Vous avez évoqué les possibles élargissements de l'obligation de rédiger des déclarations de patrimoine et d'intérêts, par exemple aux maires d'arrondissement, mais je n'ai pas entendu qu'ils pourraient concerner les membres du Conseil constitutionnel. Est-ce un oubli de votre part ? Quel est votre avis sur cette question récurrente ?
Au regard de l'élargissement du périmètre de contrôle de la Haute Autorité, disposez-vous des moyens suffisants pour mener à bien votre mission ?
Le climat global de « suspicion » induit par les dispositions déjà évoquées concernant les PPE ne risque-t-il pas de freiner l'engagement dans la vie publique, qui nécessite beaucoup de disponibilité et de sacrifices, y compris sur le plan familial, pour servir l'État avec un grand E ? J'ai une fille qui a découvert, à l'occasion d'une demande de prêt bancaire, qu'elle était la fille d'une PPE ...

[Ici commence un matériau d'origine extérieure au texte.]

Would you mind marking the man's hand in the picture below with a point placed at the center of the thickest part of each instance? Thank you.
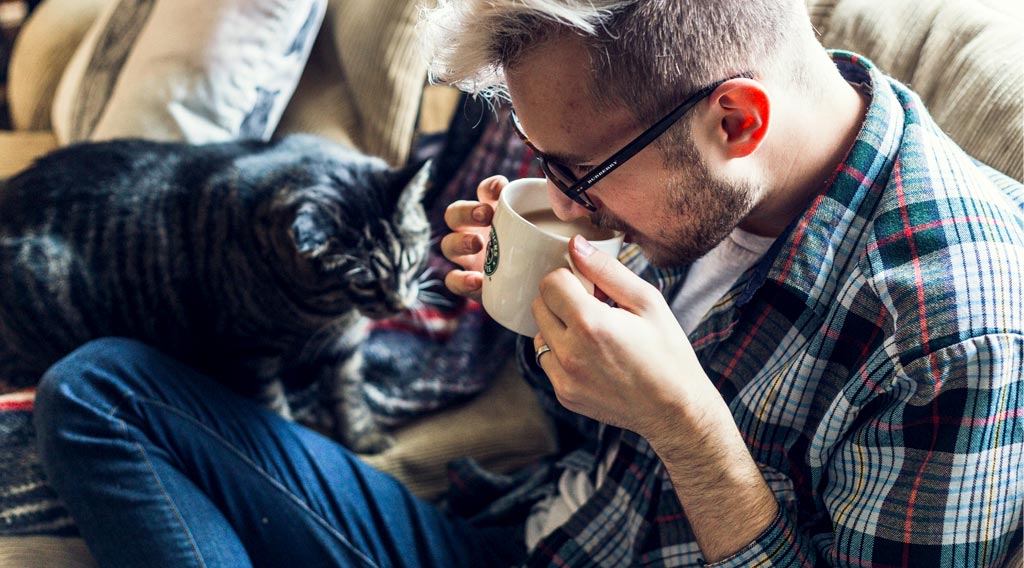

S'agissant des PPE, les dispositions relèvent d'une directive européenne qui liste un certain nombre de fonctions dont les titulaires sont considérés comme des PPE. C'est totalement indépendant des procédures que vous avez confiées à la Haute Autorité. J'ai moi-même été une PPE pendant longtemps, comme Premier président de la Cour des comptes et, auparavant, comme député. En tant que président de la Haute Autorité, je ne le suis plus - peut-être parce que la Haute Autorité n'était pas créée au moment de la rédaction de cette directive ... J'ai donc connu ce sujet de l'entourage familial, sachant que les banques font parfois de l'excès de zèle, ce que j'avais signalé à l'Autorité de contrôle prudentiel et de résolution (ACPR). J'ai pour la première fois découvert ces dispositions comme Premier président de la Cour des comptes, lorsqu'un président de chambre régionale des comptes s'étonnait qu'on lui refuse un prêt parce qu'il était une PPE. J'ai donc dû lui expliquer ces dispositions ...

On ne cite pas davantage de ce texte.